Dyrektor MNK Andrzej Betlej przypomniał, że muzeum od dawna ma ofertę dla seniorów, teraz grono jej odbiorców poszerzy się o osoby mieszkające poza Krakowem. "Dzięki współpracy z wojewodą możemy do nich dotrzeć. Dla wielu osób z małych miejscowości wyjazd do Krakowa, szczególnie na wystawę, to duże przedsięwzięcie. My jesteśmy przygotowani, aby prezentować bogactwo naszych zbiorów osobom starszym" - powiedział Betlej.

Na początek MNK proponuje seniorom obejrzenie "Damy z gronostajem" Leonarda da Vinci i wystawy "Wyspiański" w gmachu głównym, ekspozycji "Kraków 1900" w Kamienicy Szołayskich oraz Domu Jana Matejki.

W Małopolsce działają 54 dzienne placówki dla osób starszych – kluby i domy seniora. To do nich kierowana jest nowa propozycja. Jedynym wydatkiem dla seniorów będzie transport, ale w pokryciu jego kosztów mogą pomóc gminy.

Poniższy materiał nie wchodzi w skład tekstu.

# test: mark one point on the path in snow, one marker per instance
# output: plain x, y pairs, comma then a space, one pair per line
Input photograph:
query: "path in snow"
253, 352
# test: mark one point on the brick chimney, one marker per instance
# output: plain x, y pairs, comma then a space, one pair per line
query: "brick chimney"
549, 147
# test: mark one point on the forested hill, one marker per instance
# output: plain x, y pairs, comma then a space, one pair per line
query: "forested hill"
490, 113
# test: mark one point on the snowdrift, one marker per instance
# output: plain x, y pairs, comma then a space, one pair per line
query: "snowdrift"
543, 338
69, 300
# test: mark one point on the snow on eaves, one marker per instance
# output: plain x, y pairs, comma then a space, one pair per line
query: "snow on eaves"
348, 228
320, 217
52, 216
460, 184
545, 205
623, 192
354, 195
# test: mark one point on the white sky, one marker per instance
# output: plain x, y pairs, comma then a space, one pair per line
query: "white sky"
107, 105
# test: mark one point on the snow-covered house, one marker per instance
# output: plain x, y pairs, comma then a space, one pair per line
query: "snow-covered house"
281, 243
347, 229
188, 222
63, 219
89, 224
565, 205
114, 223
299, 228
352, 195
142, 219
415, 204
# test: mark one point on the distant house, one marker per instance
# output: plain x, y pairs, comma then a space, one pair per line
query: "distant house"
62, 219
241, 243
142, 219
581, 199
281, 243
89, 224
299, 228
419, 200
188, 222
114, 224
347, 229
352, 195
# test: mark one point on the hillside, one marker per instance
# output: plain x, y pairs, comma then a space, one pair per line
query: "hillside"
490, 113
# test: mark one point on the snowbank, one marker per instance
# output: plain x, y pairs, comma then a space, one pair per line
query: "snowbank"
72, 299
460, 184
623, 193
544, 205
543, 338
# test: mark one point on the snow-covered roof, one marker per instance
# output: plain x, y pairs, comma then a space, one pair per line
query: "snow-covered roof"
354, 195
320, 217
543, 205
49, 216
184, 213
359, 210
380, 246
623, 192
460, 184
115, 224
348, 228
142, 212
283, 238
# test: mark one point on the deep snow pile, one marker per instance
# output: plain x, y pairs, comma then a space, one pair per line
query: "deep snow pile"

Do Krakowa przyjechali w piątek seniorzy z gminy Gołcza. "Wielu z nas jest tu po raz pierwszy. Ci, którzy w Krakowie uczyli się, studiowali może już to muzeum odwiedzili, a my takiej możliwości nie mieliśmy. Dobrze, że powstają kluby seniora, bo dla nas to odskocznia od codzienności" – mówiła dziennikarzom Teresa Domagała. "Teraz mamy czas dla siebie. I póki możemy trzeba go wykorzystać. Obyśmy mogli odwiedzić jak najwięcej takich placówek" – dodała Józefa Barczyk.